To test a Clerk-protected app end-to-end, use Clerk's Testing Tokens to bypass bot detection, sign in programmatically via the @clerk/testing package, then assert that protected routes load for an authenticated session and redirect to sign-in when the session is missing. The reason this matters: Clerk's hosted UI actively resists scripted clicks, so programmatic sign-in via Testing Tokens is the only reliable path to a verified authenticated state in your test suite.
A team's AI coding agent was refactoring a route group to clean up some dead code. It touched the layout file. The Clerk clerkMiddleware wrapper was there one commit, gone the next. TypeScript didn't complain. The build passed. CI was green. Protected routes silently stopped requiring authentication. Nobody noticed for three days, until a user support ticket came in asking why they could see another user's account data without logging in.
This is not a hypothetical. It is the exact shape of incident that turns up when an AI coding agent treats auth middleware as boilerplate to be cleaned up. The wrapper is one function call. It looks like ceremony. It compiles fine without it. And without an E2E test that actually asserts "this route requires authentication and verifies I am who I claim to be," the regression is invisible until production.
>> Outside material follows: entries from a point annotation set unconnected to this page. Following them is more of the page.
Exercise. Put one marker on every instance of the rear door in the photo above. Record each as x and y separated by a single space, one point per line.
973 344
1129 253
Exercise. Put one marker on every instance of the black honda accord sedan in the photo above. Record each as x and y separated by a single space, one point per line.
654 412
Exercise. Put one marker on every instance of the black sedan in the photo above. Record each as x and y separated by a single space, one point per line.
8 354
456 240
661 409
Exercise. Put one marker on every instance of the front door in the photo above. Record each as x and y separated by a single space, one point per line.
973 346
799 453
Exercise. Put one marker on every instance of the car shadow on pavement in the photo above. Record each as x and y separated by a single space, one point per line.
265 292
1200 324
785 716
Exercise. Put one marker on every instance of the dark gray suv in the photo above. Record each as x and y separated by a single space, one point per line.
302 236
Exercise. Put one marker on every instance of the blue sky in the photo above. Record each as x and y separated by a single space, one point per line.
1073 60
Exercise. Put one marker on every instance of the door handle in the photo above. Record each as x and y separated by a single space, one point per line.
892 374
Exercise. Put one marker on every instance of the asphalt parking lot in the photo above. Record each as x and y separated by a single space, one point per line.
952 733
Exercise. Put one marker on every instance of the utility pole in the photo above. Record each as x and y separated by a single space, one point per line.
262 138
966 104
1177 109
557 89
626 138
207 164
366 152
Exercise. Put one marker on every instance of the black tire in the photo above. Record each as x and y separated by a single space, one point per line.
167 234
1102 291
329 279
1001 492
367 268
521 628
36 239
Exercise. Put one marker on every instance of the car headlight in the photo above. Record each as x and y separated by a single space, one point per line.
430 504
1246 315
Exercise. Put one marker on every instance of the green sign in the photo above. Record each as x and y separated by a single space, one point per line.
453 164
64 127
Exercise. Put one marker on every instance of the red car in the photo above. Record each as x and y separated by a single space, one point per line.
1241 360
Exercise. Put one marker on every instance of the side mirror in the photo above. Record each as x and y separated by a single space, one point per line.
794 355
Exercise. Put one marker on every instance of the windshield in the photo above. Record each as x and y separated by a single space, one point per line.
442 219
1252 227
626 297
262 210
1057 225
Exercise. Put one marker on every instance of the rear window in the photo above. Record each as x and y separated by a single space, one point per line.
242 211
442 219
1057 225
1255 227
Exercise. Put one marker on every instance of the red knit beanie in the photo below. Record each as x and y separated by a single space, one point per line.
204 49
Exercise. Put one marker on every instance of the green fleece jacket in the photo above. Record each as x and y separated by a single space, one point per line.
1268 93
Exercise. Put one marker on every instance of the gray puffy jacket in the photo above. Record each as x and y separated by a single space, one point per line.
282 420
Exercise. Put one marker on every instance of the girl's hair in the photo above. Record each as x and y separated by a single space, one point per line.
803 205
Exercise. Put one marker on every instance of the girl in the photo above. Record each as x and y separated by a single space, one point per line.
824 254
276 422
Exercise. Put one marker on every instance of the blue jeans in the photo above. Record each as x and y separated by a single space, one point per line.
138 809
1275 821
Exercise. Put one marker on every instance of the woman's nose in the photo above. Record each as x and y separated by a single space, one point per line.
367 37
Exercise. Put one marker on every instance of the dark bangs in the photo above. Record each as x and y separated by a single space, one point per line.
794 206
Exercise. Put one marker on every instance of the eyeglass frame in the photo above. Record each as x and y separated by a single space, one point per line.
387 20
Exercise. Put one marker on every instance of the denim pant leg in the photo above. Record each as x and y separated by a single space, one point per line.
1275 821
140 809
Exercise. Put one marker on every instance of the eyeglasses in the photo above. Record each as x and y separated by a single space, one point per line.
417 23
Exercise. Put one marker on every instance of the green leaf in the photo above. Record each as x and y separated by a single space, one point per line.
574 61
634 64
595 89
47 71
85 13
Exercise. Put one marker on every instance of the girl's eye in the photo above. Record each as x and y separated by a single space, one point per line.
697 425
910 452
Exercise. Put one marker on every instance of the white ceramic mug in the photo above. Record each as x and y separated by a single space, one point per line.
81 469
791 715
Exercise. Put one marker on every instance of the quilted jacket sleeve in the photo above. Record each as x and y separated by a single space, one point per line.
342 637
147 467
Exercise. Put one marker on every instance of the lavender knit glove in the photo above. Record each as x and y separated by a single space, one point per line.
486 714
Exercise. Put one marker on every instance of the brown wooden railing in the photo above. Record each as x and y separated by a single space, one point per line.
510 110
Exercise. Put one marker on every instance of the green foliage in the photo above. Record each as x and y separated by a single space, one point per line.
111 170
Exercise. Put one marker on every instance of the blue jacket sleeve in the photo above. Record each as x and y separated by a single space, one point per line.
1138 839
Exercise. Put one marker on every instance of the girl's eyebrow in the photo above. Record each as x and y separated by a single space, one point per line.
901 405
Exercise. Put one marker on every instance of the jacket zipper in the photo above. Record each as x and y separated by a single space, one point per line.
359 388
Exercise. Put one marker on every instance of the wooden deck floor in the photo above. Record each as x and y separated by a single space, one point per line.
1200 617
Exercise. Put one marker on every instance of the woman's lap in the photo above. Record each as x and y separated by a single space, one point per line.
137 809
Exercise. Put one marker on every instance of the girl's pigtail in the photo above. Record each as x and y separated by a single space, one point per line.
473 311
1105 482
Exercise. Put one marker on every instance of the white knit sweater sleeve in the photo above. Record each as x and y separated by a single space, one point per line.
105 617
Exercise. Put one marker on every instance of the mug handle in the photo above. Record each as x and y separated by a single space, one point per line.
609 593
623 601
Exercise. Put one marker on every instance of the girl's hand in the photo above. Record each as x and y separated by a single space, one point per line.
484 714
For a broader treatment of how to structure auth testing in Playwright, playwright authentication testing covers the full landscape. This article focuses specifically on Clerk: why its hosted UI is not the right target for automation, how Testing Tokens work, and what your assertions should actually check.
Why You Don't Drive Clerk's Hosted UI in Tests
The instinct when writing an auth test is to do what the user does: navigate to the sign-in page, fill the email field, fill the password field, click submit. For Clerk specifically, this approach fights the product's own security design.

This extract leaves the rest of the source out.